No se trata de potenciar los pensamientos agradables sino de que la opinión se funda con el conocimiento, de que no se sienta superada por las necesidades emocionales. Esto es, que el individuo sea sincero consigo mismo y no bloquee aquello de lo que no le apetece ser consciente.

He ahí el primer puente entre el pensamiento crítico y la espiritualidad: el compromiso con una búsqueda sincera de conocimiento. Una ética interna en aras del saber.

Esa ética implica, según lo visto, modestia para no pretender que se conoce lo que hay más allá de los límites en que se maneja la persona, por un lado, y para atreverse a ir más allá de tales límites una vez se ha renunciado al orgullo intelectual por el que no se toleran aquellas ideas incompatibles con los dogmas propios.

Y si lo desconocido pertenece al ámbito más allá del pensamiento y de la conciencia de que un humano al uso es capaz, hemos de asumir que la experiencia mística es un método al alcance de muy pocos, por lo que, en el terreno de la neurociencia, casi nadie piensa que pueda ser posible una conciencia sin su correlato neuronal, es decir, que percepción, memoria, pensamiento y atención no son posibles tras la muerte. Cualquier estado alterado de conciencia, en cuanto que tal, no podría existir sin su soporte físico.

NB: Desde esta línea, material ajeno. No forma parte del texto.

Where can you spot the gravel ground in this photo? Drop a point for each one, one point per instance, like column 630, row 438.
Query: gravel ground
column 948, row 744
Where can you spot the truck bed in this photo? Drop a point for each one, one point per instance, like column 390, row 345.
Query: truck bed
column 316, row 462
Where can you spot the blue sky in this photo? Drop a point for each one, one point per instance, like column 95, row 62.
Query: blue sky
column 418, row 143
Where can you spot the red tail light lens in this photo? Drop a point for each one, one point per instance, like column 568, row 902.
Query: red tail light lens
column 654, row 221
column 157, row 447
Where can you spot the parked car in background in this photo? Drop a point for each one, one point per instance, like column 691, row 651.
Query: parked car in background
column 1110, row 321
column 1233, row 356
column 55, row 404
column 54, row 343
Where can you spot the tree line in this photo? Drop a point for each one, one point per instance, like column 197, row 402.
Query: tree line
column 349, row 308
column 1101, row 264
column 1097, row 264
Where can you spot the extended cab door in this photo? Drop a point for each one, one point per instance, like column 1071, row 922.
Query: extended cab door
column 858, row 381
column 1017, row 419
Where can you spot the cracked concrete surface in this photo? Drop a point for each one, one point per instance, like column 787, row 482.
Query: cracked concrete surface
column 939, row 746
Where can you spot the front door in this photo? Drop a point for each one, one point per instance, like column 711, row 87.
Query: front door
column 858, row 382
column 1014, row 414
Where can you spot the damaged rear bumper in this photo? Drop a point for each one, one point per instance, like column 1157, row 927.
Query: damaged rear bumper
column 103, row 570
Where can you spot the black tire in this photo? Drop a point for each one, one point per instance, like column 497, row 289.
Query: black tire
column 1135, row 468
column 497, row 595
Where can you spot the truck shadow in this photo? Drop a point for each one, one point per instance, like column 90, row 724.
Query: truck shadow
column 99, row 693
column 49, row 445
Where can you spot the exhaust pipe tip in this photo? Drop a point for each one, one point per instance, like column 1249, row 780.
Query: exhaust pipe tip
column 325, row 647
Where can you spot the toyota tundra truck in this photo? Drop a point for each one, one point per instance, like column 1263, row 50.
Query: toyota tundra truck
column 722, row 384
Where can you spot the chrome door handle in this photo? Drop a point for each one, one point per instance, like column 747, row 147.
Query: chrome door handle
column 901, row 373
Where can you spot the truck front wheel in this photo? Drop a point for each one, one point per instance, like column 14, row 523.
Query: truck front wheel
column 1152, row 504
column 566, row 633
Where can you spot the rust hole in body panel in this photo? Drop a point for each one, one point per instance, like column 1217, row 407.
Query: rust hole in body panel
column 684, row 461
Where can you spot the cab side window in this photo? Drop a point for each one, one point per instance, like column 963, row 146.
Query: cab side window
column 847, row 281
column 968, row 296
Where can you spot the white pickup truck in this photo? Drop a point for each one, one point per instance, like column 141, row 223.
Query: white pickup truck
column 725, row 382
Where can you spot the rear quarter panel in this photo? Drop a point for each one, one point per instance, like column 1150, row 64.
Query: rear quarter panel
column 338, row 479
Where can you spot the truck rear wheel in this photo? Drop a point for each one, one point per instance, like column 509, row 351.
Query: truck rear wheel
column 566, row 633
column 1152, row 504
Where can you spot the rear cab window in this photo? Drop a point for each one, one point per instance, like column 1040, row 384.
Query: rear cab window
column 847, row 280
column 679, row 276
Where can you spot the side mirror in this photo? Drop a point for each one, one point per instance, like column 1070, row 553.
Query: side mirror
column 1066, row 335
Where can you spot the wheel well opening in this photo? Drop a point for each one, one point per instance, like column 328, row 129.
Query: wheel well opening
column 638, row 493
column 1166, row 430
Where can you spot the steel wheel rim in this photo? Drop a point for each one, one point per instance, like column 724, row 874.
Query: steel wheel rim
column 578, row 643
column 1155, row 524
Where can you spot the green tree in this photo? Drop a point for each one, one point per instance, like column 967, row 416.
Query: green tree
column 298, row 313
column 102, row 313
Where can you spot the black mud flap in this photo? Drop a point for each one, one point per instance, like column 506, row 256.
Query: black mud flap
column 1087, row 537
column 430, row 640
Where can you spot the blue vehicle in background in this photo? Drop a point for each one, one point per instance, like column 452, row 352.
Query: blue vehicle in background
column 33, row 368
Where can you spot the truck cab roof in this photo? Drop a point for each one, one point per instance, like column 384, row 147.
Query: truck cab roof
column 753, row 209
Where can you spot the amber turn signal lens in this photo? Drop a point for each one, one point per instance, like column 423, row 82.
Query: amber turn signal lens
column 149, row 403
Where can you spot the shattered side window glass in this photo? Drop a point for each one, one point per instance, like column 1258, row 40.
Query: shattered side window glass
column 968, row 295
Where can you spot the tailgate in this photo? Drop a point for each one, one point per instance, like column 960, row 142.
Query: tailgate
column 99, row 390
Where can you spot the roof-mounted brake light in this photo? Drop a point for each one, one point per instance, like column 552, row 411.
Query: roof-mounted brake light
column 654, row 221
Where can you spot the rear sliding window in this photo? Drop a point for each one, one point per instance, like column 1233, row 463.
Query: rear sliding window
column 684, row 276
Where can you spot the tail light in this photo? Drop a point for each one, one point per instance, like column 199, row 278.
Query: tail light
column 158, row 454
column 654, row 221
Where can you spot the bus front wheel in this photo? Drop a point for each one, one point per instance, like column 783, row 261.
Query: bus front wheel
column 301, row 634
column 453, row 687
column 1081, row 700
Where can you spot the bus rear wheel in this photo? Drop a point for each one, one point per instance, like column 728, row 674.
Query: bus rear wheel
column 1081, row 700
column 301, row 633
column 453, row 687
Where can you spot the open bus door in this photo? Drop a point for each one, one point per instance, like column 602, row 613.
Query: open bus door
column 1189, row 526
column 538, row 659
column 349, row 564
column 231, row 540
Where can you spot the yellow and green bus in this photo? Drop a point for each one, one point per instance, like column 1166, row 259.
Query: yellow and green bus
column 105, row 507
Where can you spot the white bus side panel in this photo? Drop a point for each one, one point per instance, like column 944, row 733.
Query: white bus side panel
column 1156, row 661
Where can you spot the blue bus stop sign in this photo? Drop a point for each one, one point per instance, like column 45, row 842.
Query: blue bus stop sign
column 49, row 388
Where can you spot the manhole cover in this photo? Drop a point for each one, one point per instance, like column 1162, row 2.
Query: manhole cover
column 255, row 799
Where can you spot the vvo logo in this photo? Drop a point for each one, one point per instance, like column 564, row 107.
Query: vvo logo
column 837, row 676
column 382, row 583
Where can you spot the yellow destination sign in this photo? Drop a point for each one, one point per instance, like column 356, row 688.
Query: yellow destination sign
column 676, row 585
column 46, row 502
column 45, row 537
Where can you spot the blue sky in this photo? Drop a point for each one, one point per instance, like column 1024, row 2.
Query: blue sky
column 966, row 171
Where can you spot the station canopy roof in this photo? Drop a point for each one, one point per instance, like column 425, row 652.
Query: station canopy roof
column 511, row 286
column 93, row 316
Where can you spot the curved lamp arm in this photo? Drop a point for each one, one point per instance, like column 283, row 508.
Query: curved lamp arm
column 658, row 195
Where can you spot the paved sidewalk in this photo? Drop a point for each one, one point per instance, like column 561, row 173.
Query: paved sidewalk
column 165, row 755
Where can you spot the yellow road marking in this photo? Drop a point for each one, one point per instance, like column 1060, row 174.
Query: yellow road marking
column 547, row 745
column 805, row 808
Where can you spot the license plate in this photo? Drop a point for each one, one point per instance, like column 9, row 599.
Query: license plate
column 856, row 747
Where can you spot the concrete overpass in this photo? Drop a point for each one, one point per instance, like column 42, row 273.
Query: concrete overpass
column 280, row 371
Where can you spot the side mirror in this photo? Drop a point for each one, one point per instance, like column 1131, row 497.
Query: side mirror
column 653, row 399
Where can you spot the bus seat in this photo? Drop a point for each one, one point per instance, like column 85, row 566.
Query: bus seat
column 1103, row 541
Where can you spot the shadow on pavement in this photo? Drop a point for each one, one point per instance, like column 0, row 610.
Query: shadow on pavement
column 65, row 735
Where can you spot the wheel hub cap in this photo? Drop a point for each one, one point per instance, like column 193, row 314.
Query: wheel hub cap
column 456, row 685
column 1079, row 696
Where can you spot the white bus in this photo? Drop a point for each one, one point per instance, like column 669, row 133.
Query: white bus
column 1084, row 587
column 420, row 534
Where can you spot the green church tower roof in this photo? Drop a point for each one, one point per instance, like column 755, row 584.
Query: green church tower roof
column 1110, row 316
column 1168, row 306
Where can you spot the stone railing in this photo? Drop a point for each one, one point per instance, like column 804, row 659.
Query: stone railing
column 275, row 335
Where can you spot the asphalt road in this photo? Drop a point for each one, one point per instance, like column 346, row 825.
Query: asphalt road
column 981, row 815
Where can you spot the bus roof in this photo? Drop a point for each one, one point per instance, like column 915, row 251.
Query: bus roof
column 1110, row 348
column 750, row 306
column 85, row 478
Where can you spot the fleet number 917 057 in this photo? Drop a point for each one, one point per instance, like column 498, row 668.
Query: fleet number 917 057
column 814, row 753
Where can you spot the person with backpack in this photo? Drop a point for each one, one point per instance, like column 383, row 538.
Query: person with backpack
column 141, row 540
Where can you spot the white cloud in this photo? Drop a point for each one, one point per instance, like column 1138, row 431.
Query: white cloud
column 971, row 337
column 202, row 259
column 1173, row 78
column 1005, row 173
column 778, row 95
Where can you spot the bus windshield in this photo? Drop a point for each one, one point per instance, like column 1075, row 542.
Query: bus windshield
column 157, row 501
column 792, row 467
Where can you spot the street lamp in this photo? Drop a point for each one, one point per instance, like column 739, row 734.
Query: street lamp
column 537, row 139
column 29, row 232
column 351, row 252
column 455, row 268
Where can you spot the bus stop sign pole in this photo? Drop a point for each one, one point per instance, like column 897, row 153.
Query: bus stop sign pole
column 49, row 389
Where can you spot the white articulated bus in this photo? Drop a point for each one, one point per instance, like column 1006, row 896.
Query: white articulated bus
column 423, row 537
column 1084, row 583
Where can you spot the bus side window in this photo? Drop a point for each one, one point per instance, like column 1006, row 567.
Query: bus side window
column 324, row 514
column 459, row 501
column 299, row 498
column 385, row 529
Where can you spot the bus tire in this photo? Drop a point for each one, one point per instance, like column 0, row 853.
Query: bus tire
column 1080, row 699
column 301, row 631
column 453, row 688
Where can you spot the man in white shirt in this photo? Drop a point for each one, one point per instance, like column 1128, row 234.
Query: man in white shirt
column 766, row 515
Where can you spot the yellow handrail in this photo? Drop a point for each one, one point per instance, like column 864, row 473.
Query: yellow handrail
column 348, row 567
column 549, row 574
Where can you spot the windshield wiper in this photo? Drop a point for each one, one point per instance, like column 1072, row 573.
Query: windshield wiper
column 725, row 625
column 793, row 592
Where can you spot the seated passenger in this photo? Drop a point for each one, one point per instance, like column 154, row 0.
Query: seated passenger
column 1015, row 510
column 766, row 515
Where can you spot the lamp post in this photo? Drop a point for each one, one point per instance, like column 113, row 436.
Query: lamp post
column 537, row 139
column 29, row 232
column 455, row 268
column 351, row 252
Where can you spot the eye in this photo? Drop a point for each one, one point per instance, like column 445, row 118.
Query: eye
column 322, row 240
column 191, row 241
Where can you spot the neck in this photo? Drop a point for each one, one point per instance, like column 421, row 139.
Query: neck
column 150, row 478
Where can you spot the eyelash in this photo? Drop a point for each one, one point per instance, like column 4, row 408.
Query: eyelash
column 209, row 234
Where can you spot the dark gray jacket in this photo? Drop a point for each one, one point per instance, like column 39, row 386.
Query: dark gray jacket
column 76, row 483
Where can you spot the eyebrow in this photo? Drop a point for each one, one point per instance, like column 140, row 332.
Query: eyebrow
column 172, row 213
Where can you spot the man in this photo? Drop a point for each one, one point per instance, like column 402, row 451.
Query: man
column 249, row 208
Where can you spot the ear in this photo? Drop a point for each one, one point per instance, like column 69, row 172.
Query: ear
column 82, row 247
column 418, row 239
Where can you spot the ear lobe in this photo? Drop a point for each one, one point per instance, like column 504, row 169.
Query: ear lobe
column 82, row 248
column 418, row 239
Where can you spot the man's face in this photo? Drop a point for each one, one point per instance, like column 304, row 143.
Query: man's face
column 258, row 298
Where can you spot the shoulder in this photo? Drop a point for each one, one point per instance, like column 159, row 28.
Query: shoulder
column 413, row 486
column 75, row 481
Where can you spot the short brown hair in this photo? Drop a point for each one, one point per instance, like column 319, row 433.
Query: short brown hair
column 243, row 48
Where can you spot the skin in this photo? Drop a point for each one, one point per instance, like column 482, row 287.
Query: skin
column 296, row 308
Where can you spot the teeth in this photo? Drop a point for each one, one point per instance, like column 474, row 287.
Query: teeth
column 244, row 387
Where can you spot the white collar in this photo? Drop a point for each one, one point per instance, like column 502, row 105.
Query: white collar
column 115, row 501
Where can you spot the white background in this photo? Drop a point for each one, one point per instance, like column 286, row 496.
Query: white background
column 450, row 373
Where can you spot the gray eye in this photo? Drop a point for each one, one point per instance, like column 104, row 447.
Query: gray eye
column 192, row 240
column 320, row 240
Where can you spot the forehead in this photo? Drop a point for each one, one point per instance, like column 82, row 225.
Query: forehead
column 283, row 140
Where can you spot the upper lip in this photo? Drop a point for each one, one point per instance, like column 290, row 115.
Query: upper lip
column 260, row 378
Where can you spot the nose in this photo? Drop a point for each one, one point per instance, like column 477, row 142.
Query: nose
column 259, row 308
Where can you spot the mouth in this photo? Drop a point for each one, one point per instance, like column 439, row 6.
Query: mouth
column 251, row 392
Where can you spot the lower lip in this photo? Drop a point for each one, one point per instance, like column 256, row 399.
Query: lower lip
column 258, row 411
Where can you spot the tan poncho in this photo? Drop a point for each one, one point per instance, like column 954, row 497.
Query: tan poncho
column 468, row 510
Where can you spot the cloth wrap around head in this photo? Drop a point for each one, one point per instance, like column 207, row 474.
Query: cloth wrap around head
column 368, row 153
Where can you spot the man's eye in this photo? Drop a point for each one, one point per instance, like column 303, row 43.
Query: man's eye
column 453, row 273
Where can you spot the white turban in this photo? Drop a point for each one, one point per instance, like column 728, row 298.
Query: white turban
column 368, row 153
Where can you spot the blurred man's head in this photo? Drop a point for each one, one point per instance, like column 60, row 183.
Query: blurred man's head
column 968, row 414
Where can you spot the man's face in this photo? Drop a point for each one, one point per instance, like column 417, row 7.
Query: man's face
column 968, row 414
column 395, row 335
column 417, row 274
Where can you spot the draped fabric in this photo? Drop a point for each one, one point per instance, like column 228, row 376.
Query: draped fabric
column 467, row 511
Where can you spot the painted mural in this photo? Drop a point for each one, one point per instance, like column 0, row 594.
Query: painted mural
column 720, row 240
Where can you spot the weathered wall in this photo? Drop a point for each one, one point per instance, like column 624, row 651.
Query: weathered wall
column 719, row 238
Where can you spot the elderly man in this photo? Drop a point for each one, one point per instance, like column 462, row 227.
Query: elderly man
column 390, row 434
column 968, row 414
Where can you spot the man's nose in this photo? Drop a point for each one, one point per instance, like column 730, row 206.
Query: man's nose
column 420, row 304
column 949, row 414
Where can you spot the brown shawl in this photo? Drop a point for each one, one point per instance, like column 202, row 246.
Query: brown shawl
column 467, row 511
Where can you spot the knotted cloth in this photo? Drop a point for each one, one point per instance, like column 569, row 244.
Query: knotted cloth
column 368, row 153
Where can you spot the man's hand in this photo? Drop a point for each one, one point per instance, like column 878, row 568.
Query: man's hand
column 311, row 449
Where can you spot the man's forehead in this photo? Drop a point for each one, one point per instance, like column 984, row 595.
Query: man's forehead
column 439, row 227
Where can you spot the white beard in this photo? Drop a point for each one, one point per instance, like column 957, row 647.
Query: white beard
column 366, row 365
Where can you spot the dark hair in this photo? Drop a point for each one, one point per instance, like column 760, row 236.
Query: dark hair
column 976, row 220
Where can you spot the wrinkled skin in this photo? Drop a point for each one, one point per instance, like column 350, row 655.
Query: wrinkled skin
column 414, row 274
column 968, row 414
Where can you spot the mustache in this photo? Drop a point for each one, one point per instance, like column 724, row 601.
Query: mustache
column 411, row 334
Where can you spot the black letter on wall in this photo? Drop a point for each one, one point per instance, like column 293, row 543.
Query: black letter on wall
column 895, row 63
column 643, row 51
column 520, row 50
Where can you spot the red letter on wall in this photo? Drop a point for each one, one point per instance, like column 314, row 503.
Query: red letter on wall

Lejos de parecer una actitud al uso en el negacionismo occidental de la trascendencia, resulta una anécdota niveladora de la balanza que el budismo más puro no crea, tal y como cuenta Alexandra David Neel en sus Enseñanzas secretas de los budistas tibetanos, en la pervivencia del ego más allá de la muerte, sustituyéndolo por un conjunto de elementos denominado “santana”, que significa “fluir continuo” o “sucesión”. Este santana existe porque lo sostiene el karma, la actividad del individuo. El nirvana supone la desintegración de dicho conjunto.

La ausencia de un hermoso futuro divino es la perspectiva que adopta cierto tipo de espiritualidad laica o “atea”, donde la idea de salvación es cortada de raíz. Desde una perspectiva espiritual honesta, dice Metzinger, esto implica que no se debe emprender un camino de realización interior a la espera de una recompensa en el más allá al estilo clásico de una salvación del alma por mediación divina, sino que se trata de una presencia de la mente la realidad concreta y un desarrollo de sus capacidades compasivas. El único lugar sagrado, desde esta perspectiva, sólo puede ser el ahora.

Dondequiera que no exista la honestidad intelectual, sea en el ámbito científico o en el de los movimientos espirituales, sólo se puede hablar de nuevas formas de religión y superstición. El único camino firme es el que se aleja de la promesa de seguridad emocional y de toda certeza pronta y definitiva. Es ese proceso de desprendimiento de que hablan las tradiciones espirituales que no forman parte del actual sistema de consumo.

Un proceso de desprendimiento que nunca tiene fin. Salvo, quizás, para unos pocos en la historia de la humanidad hasta hoy.

El escepticismo se basa en el cuestionamiento de toda seguridad cuando de la verdad y de su búsqueda se trata. Pero hoy en día se tiende a identificar con este término a ciertas posturas que no son sino un dogmatismo gregario que ladra ciegamente a todo aquello que no forma parte del zeitgeist. Y es en su certeza y seguridad al atacar y defender que no puede considerarse escepticismo, y mucho menos declararse comprometido con cualquier principio que permita atisbar siquiera las sombras de algo parecido a cierta honestidad intelectual en sus discursos.

En realidad, una actitud como la descrita responde al auténtico altruísmo, aquél que no espera recompensa alguna y actúa por el mero hecho de considerar que es lo correcto, sin tener en cuenta la balanza entre gastos y beneficios, en este caso “divinos”, a que estamos acostumbrados, y que es la que subyace al tantas veces citado discurso de Martin Luther King:

La Cobardia hace la pregunta: ¿Es seguro?
La experiencia hace la pregunta: ¿Es político?
La Vanidad hace la pregunta: ¿Es popular?
Pero la conciencia… la conciencia hace la pregunta:
¿Es correcto? Y llega un momento en que uno debe tomar
una posición que no es ni segura, ni política, ni popular.
Pero debe tomarla porque es correcta.

Así de sencillo….

Tan sencillo que, para muchos, resulta imposible.